一种可能的解决方案是使用purrr::map2()迭代 "g" 和 "b" 列的不同组合,例如
library(tidyverse)
library(broom)
set.seed(12345)
df1 <- data.frame(id=c(letters),
g1=c(rep(0,7), rep(1,18), "NA"),
g2=c(rep("NA", 3), rep(0,23)),
g3=c(rep(0,5), rep("NA",20),1),
g4=c(sample(c(0,1), replace=TRUE, size=26)),
g5=c(sample(c(0,1), replace=TRUE, size=20), "NA", sample(c(0,1), replace=TRUE, size=5)),
g6=c(rep(1,26)),
g7=c(sample(c(0,1), replace=TRUE, size=26)),
g8=c(rep(0,5), rep("NA",21)),
g9=c(rep("NA",26)),
g10=c(rep(0,26)))
df1[,2:11] <- sapply(df1[,2:11], as.numeric)
df2 <- data.frame(id=c(letters),
b1=c(runif(7, 3, 7.8), "NA", runif(18, 6, 18)),
b2=c(runif(7, -1, 4), "NA", runif(18, 0, 5)),
b3=c(runif(20, 0, 16), "NA", runif(5, -1, 2)),
b4=c(runif(7, 5, 29), rep("NA", 3), runif(3, -1, 2)),
b5=c(runif(3, 3, 8), rep("NA",23)),
b6=c(rep("NA",21), runif(5, 0, 19)),
b7=c(rep("NA",26)),
b8=c(runif(26, 1, 9)),
b9=c(runif(7, -1, 4), "NA", runif(18, -1, 4)),
b10=c(runif(6, -1, 4), rep("NA", 2), runif(18, 0, 5)),
b11=c(runif(7, 18, 23), "NA", runif(18, 12, 19)),
b12=c(runif(7, 0, 4), "NA", runif(18, 0, 4)),
b13=c(runif(7, 1, 4), "NA", runif(14, -2, 18), rep("NA", 4)),
b14=c(runif(6, 6, 8), rep("NA", 3), runif(17, 0, 5)),
b15=c(runif(7, 11, 12), "NA", runif(18, -1, 5)),
b16=c(runif(7, 3, 4), "NA", runif(18, 12, 21)),
b17=c(rep("NA", 8), runif(16, 1, 8), rep("NA", 2)))

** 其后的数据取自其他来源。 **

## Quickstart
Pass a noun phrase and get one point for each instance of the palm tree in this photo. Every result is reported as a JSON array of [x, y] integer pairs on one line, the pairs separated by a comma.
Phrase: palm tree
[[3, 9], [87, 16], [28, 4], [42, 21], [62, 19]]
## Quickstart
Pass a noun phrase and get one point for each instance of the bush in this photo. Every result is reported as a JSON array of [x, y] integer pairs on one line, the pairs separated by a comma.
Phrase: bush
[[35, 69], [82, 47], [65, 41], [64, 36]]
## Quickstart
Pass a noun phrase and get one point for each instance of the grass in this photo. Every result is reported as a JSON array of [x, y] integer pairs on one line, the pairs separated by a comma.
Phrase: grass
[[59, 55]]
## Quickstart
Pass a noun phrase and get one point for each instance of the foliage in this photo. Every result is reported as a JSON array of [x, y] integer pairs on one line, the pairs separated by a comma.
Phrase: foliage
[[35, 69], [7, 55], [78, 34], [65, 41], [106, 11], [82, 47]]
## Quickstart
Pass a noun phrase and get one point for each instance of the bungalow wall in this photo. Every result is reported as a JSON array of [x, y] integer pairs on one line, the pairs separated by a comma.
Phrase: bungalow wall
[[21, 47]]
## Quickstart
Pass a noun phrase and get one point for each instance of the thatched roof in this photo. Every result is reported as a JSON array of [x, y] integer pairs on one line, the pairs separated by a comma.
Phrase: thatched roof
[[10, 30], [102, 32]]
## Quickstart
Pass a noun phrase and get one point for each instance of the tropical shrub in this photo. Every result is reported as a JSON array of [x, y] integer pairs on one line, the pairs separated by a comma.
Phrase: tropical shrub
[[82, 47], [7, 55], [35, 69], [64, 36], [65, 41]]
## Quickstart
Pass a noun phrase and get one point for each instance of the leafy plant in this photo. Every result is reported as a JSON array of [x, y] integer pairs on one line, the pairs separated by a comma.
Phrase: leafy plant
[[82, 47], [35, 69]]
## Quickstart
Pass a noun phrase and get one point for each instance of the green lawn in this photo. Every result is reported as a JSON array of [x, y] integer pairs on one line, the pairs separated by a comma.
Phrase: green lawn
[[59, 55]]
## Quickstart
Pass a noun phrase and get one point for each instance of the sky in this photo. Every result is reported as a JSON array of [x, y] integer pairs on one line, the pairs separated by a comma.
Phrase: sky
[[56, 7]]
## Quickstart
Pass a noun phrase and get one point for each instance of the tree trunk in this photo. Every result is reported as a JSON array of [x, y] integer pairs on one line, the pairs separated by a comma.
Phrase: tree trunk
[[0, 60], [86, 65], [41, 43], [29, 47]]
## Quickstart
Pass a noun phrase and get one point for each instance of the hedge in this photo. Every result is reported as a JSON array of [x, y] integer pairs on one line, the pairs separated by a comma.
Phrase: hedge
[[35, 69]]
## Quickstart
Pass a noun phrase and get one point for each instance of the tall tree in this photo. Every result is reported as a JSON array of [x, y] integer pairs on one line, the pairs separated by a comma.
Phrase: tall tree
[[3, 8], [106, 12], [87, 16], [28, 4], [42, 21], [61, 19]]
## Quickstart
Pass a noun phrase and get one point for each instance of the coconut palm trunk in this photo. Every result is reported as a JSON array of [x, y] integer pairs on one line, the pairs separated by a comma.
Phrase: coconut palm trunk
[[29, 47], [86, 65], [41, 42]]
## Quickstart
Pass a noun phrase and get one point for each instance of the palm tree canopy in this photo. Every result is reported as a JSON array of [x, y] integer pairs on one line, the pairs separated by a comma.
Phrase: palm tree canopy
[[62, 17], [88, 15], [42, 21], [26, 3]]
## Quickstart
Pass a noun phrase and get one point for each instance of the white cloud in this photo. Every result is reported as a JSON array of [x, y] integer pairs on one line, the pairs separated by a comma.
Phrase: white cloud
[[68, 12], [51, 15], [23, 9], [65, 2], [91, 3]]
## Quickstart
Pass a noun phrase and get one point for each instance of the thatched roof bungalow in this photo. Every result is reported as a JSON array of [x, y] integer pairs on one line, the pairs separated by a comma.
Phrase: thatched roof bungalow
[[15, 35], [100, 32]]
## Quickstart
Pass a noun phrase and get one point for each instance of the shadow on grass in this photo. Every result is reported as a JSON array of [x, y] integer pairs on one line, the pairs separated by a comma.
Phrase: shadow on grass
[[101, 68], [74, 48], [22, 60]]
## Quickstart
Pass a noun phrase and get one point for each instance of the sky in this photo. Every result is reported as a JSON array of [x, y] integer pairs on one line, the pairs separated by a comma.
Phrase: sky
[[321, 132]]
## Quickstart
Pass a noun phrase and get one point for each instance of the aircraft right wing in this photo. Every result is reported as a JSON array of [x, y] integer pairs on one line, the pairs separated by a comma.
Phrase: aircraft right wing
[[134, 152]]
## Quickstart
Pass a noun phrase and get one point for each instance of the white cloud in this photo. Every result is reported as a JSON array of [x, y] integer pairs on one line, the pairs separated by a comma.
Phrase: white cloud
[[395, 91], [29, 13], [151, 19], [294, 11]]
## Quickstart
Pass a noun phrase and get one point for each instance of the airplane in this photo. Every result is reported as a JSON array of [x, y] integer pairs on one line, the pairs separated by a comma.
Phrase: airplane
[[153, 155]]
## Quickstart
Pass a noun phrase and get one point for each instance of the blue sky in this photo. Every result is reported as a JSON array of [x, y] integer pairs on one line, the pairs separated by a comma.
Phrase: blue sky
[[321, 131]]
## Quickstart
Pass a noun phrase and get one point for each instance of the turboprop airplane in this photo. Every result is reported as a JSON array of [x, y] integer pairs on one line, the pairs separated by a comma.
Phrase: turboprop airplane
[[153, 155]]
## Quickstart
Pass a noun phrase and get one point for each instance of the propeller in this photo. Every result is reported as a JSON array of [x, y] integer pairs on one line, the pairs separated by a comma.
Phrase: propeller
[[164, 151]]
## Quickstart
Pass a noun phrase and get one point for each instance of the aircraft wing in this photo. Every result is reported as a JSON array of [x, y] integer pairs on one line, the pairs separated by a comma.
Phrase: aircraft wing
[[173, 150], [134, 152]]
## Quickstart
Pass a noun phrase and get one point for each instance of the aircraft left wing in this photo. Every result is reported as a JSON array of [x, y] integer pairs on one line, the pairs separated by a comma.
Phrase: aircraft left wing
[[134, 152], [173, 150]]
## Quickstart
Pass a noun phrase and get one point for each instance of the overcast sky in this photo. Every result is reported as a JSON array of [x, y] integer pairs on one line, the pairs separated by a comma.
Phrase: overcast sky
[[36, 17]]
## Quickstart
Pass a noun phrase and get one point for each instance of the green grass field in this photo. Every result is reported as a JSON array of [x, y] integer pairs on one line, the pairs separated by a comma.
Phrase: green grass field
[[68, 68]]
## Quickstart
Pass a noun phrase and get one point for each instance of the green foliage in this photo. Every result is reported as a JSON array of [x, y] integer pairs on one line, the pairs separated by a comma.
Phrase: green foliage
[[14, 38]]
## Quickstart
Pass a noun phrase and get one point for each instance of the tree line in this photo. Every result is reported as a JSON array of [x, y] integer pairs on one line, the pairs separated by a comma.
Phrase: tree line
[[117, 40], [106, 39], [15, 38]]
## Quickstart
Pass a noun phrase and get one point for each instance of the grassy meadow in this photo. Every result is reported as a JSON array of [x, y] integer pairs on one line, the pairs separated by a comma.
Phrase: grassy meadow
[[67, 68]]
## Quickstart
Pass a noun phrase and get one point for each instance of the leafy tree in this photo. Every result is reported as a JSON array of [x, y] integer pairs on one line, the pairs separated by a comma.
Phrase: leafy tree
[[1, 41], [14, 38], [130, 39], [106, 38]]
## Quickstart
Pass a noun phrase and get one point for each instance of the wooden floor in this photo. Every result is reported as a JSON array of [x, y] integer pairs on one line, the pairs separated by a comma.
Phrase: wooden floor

df2[,2:18] <- sapply(df2[,2:18], as.numeric)
# In your example you use "t.test(df2$b1[1:8], df2$b1[9:26])$p.val"
# but these columns don't line up with the values in df1;
# you should instead use "t.test(df2$b1[1:7], df2$b1[8:25])$p.val", e.g.
t.test(df2$b1[1:7], df2$b1[8:25])$p.val
#> [1] 8.505498e-07
t.test(df2[df1$g1 == 0,]$b1, df2[df1$g1 == 1,]$b1)$p.val
#> [1] 8.505498e-07
df3 <- data.frame(g=rep("g1", 3),
b=c("b1", "b2", "b3"),
mean_0=c(mean(na.omit(df2$b1[1:8])),0,0),
mean_1=c(mean(na.omit(df2$b1[9:26])),0,0),
p.val=c(t.test(df2$b1[1:8], df2$b1[9:26])$p.val,1,1),
p.adjust=c(0,1,1))
df3 <- df3[order(df3$p.val),]
df3
#> g b mean_0 mean_1 p.val p.adjust
#> 1 g1 b1 4.870685 12.10767 3.846501e-07 0
#> 2 g1 b2 0.000000 0.00000 1.000000e+00 1
#> 3 g1 b3 0.000000 0.00000 1.000000e+00 1
df4 <- map2(.x = rep(c("g1", "g4", "g5", "g7"), each = 4),
.y = rep(c("b1", "b2", "b3", "b4"), times = 4),
.f = ~tidy(t.test(df2[df1[[.x]] == 0,][[.y]],
df2[df1[[.x]] == 1,][[.y]])) %>%
mutate(g = .x,
b = .y) %>%
select(g,
b,
"mean_0" = estimate1,
"mean_1" = estimate2,
p.value))
result <- bind_rows(df4)
result
#> # A tibble: 16 × 5
#> g b mean_0 mean_1 p.value
#> <chr> <chr> <dbl> <dbl> <dbl>
#> 1 g1 b1 4.87 12.0 0.000000851
#> 2 g1 b2 2.41 2.74 0.584
#> 3 g1 b3 7.82 7.53 0.907
#> 4 g1 b4 19.1 11.5 0.0611
#> 5 g4 b1 10.7 9.85 0.683
#> 6 g4 b2 2.59 2.78 0.798
#> 7 g4 b3 7.84 7.11 0.782
#> 8 g4 b4 12.8 13.9 0.822
#> 9 g5 b1 10.1 9.81 0.883
#> 10 g5 b2 2.48 2.81 0.614
#> 11 g5 b3 8.05 7.06 0.743
#> 12 g5 b4 10.8 14.6 0.471
#> 13 g7 b1 9.52 11.3 0.325
#> 14 g7 b2 2.57 3.04 0.396
#> 15 g7 b3 8.20 5.51 0.318
#> 16 g7 b4 16.5 8.31 0.0923
创建于 2022-08-09 由 reprex 软件包 (v2.0.1)
铌。这仅适用于t.test()不返回错误的列。在这个例子中,我"精心挑选"了"g"和"b"列,它们不全是零/全是一/全NA,所以这个例子就完成了,所以你可能需要改变你的实际数据的方法。